Seguendo le tesi dei sostenitori del rating, in sintesi, l’Internet accessibile dovrebbe essere costituita solo o dai siti di Walt Disney o da quelli dei professionisti della pornografia, senza più spazi intermedi. Una prospettiva orrenda, alla quale si sono opposti ben presto i principali content provider: un’associazione chiamata Internet Content Coalition, che conta tra gli altri l’Associated Press, Time, CNN e il Wall Street Journal ha decisamente rifiutato alla fine del ’97 l’invito della Casa Bianca di sottoporsi volontariamente a certificazione.
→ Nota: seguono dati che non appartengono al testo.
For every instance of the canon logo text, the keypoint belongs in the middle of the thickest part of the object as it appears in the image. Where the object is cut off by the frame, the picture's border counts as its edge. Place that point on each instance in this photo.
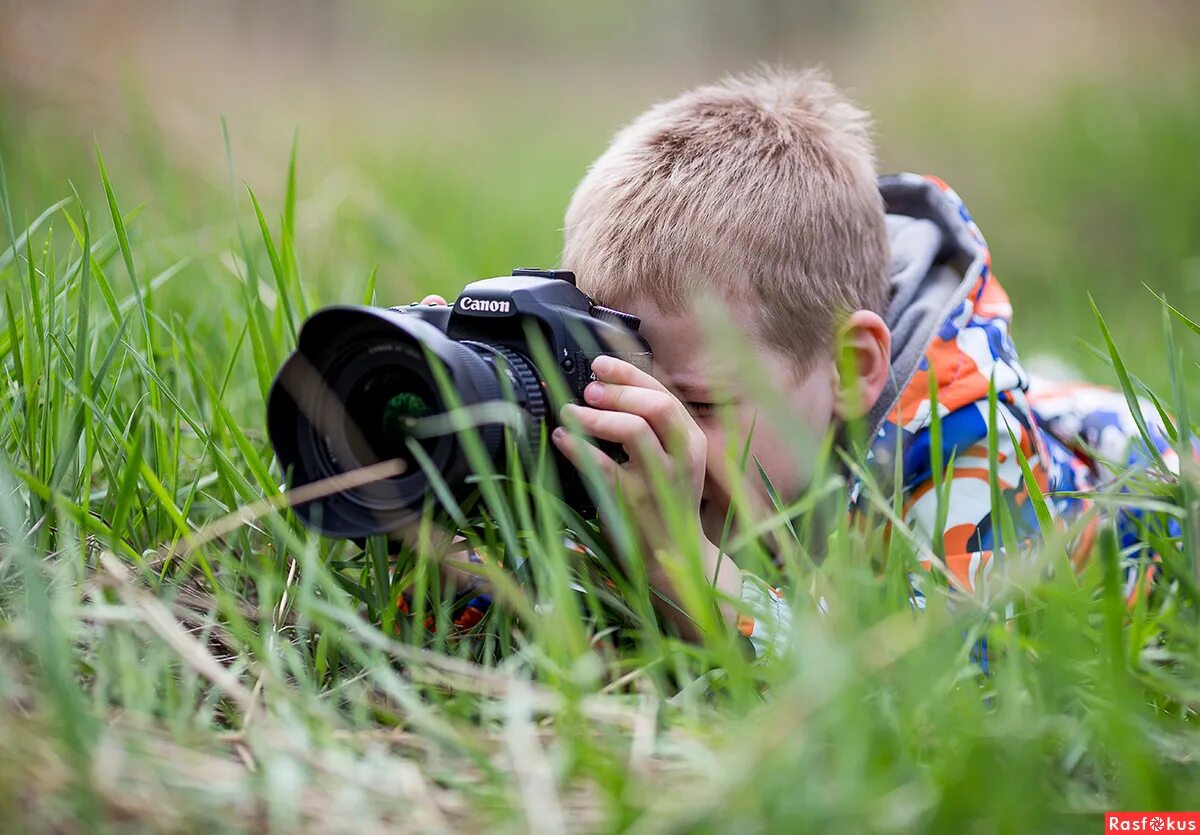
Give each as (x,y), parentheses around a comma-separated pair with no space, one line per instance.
(484,305)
Dopo questi rifiuti, la situazione è cambiata profondamente. Se fino all’anno scorso gli attivisti di ACLU si chiedevano allarmati ” Is cyberspace burning?“, il cyberspazio sta bruciando, come i libri nel romanzo di Ray Bradbury Fahrenheit 451, adesso le esigenze del mercato e del commercio elettronico hanno tolto importanza al PICS e alla censura, portando alla ribalta altri problemi e altri standard. Le questioni più importanti legate al commercio via rete sono relative al trattamento dei dati degli utenti, e su questo il W3C sta studiando un altro protocollo, il P3P, di cui parleremo un’altra volta.

Il PICS è morto, dunque? No, sopravvive benissimo in alcuni pacchetti studiati per la navigazione sicura dei bambini, software che rendono tranquilli i genitori più ingenui, quelli che credono che il loro “bambino” non sia capace di crackare un PC o, più semplicemente, di guardare un filmato hard sul loro videoregistratore quanto sono assenti. Per il resto, il progetto di usare il PICS per una censura generalizzata della rete è fallita.
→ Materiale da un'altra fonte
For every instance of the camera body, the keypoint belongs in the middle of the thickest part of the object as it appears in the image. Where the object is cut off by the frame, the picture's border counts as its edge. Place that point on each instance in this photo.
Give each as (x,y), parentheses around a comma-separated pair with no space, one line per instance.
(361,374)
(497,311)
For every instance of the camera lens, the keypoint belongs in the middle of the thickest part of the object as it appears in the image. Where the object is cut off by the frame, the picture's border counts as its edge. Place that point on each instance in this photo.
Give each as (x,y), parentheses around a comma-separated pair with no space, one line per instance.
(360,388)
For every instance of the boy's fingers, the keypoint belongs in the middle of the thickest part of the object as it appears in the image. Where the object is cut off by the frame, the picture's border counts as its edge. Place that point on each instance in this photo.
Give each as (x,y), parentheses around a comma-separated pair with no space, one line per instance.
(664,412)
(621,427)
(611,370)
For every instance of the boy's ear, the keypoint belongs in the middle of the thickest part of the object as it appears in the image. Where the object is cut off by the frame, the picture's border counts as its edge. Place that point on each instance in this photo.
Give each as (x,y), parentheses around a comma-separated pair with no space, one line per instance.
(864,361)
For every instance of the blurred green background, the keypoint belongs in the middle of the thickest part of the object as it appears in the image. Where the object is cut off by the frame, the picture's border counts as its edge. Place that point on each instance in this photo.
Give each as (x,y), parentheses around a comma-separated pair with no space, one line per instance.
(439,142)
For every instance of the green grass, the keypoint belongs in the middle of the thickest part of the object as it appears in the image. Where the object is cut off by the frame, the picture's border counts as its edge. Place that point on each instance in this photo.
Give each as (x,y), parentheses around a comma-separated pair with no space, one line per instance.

In Europa, ad esempio, gli unici ad insistere ancora con la proposta di creare una rete tutta etichettata, una sorta di nuova “TV sitter” a cui affidare i bambini, sono i genitori dell’associazione Città Invisibile, che in collaborazione con l’Università di Bologna hanno realizzato mesi fa un’agenzia italiana di rating, RA-It, tuttora inutile ed inutilizzata. Negli Stati Uniti, invece, a sostenere l’etichettatura generalizzata del Web con il PICS sono rimaste solo le organizzazioni più puritane, che, paradossalmente, sono spalleggiate sul versante opposto dagli editori delle riviste pornografiche presenti in rete, prima fra tutte la gettonatissima Playboy.

La storia del PICS dimostra una volta di più che Internet è un mare magnum dove ciascuno può trovare il suo spazio purché non pretenda di imporre regole universali o di chiudere gli spazi utilizzati dagli altri.

Questo non significa che in Internet i censori non esistono più, ma che le esigenze di sviluppo economico della rete non sono state in grado, finora e forse per il futuro, di mettere a punto un meccanismo di controllo dei contenuti, che sia CDA, PICS,, perseguibilità dei provider o altro, in grado di funzionare globalmente. In effetti, le discussioni globali sulla censura tendono a trasformarsi sempre di più in regolamenti locali. Negli Stati Uniti, ad esempio, le piccole proposte legislative volte ad introdurre l’uso di filtri sui computer delle biblioteche pubbliche o delle scuole sono in discussione molto spesso a livello di singolo stato, e solo di rado come leggi federali. Con buona pace del povero PICS, ormai degradato al rango di piccolo cyber sitter da PC.